Sometimes in the evening, later on, when the wheat is nearly ripe, such a shepherd lad will sit under the trees there; and as you pass along the track comes the mellow note of his wooden whistle, from which poor instrument he draws a sweet sound. There is no tune—no recognisable melody: he plays from his heart and to himself. In a room doubtless it would seem harsh and discordant; but there, the player unseen, his simple notes harmonise with the open plain, the looming hills, the ruddy sunset as if striving to express the feelings these call forth.
Resting thus on the wild thyme under the hawthorn, partly hidden and quite silent, we may see stealing out from the corn into the fallow hard by first one, then two, then half a dozen or more young partridge chicks. With them is the anxious mother, watching the sky chiefly, lest a hawk be hovering about; nor will she lead them far from the cover of the wheat. She stretches her neck up to listen and look: then, reassured, walks on, her head nodding as she moves.

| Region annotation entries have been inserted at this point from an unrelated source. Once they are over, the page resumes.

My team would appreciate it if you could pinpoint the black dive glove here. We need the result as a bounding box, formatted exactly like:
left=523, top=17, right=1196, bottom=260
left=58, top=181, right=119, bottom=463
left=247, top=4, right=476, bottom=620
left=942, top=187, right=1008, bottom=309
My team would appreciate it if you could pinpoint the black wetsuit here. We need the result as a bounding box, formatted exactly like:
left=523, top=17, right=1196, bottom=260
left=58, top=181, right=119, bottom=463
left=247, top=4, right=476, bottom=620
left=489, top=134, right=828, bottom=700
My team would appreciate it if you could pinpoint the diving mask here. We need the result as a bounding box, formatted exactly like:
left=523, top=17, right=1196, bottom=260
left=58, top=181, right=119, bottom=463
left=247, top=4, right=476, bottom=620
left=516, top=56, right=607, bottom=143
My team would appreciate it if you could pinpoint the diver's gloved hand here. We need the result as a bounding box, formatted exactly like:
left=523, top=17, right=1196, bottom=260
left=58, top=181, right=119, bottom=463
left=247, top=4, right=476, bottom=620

The little ones crowd after, one darting this way, another that, learning their lesson of life—how and where to find the most suitable food, how to hide from the enemy: imitation of the parent developing hereditary inclinations.
At the slightest unwonted sound or movement, she first stretches her neck up for a hurried glance, then, as the labouring folk say, ‘quats’—i.e. crouches down—and in a second or two runs swiftly to cover, using every little hollow of the ground skilfully for concealment on the way, like a practised skirmisher. The ants’ nests, which are so attractive to partridges, are found in great numbers along the edge of the cornfields, being usually made on ground that is seldom disturbed. The low mounds that border the green track are populous with ants, whose nests are scattered thickly on these banks, as also beside the paths and waggon-tracks that traverse the fields and are not torn up by the plough. Any beaten track such as this old path, however green, is generally free from them on its surface: ants avoid placing their nests where they may be trampled upon. This may often be noticed in gardens: there are nests at and under the edge of the paths, but none where people walk. It is these nests in the banks and mounds which draw the partridges so frequently from the middle of the fields to the edges where they can be seen; they will come even to the banks of frequented roads for the eggs of which they are so fond.